After the speakers and presenters were finished Newton was appropriately given the last word. “I’m forever grateful,” he began. “I loved my job…every morning I could hardly wait to get to York and yell at some guy!”
Newton then yelled out his legendary quote, “How Sweet It Is!!”
As far as legacy, Newton praised Coach Kern, and guaranteed to the audience that, “The Long Green Line will go on!!”

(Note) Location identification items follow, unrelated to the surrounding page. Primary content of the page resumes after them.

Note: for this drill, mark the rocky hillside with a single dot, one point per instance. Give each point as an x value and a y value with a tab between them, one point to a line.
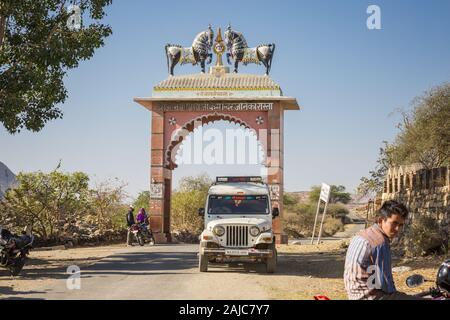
7	179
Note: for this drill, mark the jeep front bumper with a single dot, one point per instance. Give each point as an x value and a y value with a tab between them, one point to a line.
237	252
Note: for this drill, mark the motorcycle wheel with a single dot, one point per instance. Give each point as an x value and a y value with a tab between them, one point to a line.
140	240
16	267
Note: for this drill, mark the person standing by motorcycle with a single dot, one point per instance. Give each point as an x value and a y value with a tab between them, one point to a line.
142	219
130	222
142	216
368	263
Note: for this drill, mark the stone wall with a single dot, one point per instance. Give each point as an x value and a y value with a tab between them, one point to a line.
423	191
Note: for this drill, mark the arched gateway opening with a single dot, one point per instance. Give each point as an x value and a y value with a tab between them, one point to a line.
180	104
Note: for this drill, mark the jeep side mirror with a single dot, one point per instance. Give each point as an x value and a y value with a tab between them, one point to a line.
275	212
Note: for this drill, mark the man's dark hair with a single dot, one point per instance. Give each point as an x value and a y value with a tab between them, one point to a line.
391	207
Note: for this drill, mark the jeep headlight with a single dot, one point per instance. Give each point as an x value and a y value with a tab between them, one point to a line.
254	231
219	231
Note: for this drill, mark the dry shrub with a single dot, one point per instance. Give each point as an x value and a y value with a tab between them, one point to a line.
424	236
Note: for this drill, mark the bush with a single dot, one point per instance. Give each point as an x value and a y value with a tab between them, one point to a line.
331	226
299	223
423	237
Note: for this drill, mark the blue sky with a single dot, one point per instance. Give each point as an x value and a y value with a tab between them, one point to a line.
348	79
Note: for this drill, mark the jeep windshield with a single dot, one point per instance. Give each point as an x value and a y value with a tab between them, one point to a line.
238	204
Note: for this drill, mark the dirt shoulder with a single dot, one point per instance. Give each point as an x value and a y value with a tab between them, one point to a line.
45	267
309	270
303	270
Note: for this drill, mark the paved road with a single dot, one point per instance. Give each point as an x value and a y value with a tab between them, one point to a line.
349	232
158	272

FINAL LAP- Amongst the thousands of guests were some of York’s legendary runners. While Jim White, who’s based in Chicago, had a short commute, Donald Sage came from Eugene, Oregon to attend. They were both trumped, however, by 3-time World Championship and 2-time Olympic runner Norwegian Marius Bakken. Bakken, who nowadays is a doctor in his native country, ran for Newton in the mid-1990’s, and echoed others who also said that they had to come for Newton…..Although not attending, IAAF President Lord Sebastian Coe, who had stayed with Newton in the 1980’s, particularly in his lead up to the 1984 LA Olympics (Where he won Silver in the 800 and Gold in the 1500) sent Newton a video of appreciation and thanks….Newton spoke with this writer about how important it was for him to be supportive and positive with all of his athletes, regardless of ability, a theme echoed by some of his presenters who said time and again, “It’s nice to be great, but far greater to be nice!”